ScatterID is a lightweight system that uses backscatter tags to manipulate multipath signals, enabling single-antenna robots to detect Sybil attacks with high accuracy in various environments.

Contribution

The paper introduces ScatterID, a novel, low-cost backscatter-based method for Sybil attack detection in miniaturized robot networks, overcoming the limitations of physical layer signature passivity.

Findings

Achieves an AUROC of 0.988 in detection accuracy.

Attains 96.4% overall identity verification accuracy.

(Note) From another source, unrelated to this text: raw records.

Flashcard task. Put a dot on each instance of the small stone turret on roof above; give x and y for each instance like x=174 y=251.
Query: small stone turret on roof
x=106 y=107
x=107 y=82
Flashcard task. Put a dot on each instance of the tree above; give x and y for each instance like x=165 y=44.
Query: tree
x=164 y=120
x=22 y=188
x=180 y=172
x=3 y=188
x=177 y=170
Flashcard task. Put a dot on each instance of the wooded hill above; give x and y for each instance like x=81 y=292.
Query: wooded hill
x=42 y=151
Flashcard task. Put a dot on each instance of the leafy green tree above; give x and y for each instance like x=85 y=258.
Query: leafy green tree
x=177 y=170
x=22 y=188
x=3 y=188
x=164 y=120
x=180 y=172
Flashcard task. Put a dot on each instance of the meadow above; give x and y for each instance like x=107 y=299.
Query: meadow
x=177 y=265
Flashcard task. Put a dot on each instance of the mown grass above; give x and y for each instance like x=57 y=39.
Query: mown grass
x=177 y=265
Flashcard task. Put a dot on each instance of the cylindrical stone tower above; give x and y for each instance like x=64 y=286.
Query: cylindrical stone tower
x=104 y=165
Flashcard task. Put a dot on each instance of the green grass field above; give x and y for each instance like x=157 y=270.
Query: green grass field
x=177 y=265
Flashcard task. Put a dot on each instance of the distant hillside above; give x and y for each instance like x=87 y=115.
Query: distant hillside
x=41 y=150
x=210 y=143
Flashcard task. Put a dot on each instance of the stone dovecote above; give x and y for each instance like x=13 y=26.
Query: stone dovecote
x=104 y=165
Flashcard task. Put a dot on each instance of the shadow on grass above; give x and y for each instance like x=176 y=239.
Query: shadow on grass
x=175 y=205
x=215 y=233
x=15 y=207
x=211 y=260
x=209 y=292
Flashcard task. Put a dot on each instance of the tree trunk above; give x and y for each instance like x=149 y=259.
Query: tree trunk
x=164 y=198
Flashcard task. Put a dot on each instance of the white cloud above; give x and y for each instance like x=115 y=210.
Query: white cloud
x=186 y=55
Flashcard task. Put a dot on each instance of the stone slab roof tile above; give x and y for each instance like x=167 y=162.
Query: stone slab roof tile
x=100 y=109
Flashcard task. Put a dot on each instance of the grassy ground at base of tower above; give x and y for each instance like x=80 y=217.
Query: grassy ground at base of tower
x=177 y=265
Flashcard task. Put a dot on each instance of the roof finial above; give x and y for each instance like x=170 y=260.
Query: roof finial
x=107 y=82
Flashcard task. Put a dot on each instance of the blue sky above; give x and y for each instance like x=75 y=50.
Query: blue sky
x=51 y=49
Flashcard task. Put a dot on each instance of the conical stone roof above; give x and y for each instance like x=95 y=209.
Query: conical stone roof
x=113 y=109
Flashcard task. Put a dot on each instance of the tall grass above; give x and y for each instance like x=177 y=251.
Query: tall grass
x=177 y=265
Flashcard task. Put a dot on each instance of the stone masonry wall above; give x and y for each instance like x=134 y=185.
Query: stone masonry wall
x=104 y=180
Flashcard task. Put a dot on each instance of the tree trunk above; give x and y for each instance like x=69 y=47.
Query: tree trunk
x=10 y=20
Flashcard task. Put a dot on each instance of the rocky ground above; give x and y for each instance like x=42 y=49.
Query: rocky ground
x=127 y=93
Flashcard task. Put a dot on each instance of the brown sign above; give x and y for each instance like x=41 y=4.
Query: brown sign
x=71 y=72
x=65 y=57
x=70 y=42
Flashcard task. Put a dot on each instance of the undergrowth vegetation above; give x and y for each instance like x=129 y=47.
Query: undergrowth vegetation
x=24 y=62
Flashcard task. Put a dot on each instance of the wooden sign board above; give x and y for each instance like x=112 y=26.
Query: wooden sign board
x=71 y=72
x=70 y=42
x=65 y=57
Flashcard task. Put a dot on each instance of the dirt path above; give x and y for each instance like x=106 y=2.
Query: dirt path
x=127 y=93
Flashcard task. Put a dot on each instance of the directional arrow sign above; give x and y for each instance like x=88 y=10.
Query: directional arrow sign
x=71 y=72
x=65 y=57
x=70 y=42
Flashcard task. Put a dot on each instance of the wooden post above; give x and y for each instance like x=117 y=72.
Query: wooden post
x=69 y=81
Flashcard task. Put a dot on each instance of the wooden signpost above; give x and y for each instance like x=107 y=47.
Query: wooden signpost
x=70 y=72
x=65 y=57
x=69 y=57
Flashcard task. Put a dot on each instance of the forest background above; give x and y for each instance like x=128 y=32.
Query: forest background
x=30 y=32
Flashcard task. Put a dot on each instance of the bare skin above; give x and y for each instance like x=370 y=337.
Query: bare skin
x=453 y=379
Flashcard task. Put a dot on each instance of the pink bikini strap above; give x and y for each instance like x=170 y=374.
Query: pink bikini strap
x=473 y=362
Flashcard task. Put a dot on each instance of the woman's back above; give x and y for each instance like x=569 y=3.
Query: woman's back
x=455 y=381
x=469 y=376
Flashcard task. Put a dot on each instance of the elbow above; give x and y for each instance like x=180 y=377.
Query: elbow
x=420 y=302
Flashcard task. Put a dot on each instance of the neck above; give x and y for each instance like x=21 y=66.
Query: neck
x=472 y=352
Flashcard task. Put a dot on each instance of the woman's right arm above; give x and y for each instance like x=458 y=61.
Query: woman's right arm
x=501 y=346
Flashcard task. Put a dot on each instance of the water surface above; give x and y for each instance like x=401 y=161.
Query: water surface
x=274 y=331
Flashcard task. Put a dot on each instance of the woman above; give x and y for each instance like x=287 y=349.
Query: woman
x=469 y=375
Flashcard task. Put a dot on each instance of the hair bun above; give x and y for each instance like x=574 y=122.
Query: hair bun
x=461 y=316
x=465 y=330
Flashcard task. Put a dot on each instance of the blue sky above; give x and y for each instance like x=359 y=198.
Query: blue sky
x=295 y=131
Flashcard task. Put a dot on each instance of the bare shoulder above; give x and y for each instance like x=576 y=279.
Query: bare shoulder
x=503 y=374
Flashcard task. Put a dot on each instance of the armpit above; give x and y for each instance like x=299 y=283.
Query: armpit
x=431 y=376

Effective in both indoor and outdoor environments.

Abstract

Wireless networking opens up many opportunities to facilitate miniaturized robots in collaborative tasks, while the openness of wireless medium exposes robots to the threats of Sybil attackers, who can break the fundamental trust assumption in robotic collaboration by forging a large number of fictitious robots. Recent advances advocate the adoption of bulky multi-antenna systems to passively obtain fine-grained physical layer signatures, rendering them unaffordable to miniaturized robots. To overcome this conundrum, this paper presents ScatterID, a lightweight system that attaches featherlight and batteryless backscatter tags to single-antenna robots to defend against Sybil attacks. Instead of passively "observing" signatures, ScatterID actively "manipulates" multipath propagation by using backscatter tags to intentionally create rich multipath features obtainable to a single-antenna robot. These features are used to construct a distinct profile to detect the real signal source, even when the attacker is mobile and power-scaling. We implement ScatterID on the iRobot Create platform and evaluate it in typical indoor and outdoor environments. The experimental results show that our system achieves a high AUROC of 0.988 and an overall accuracy of 96.4% for identity verification.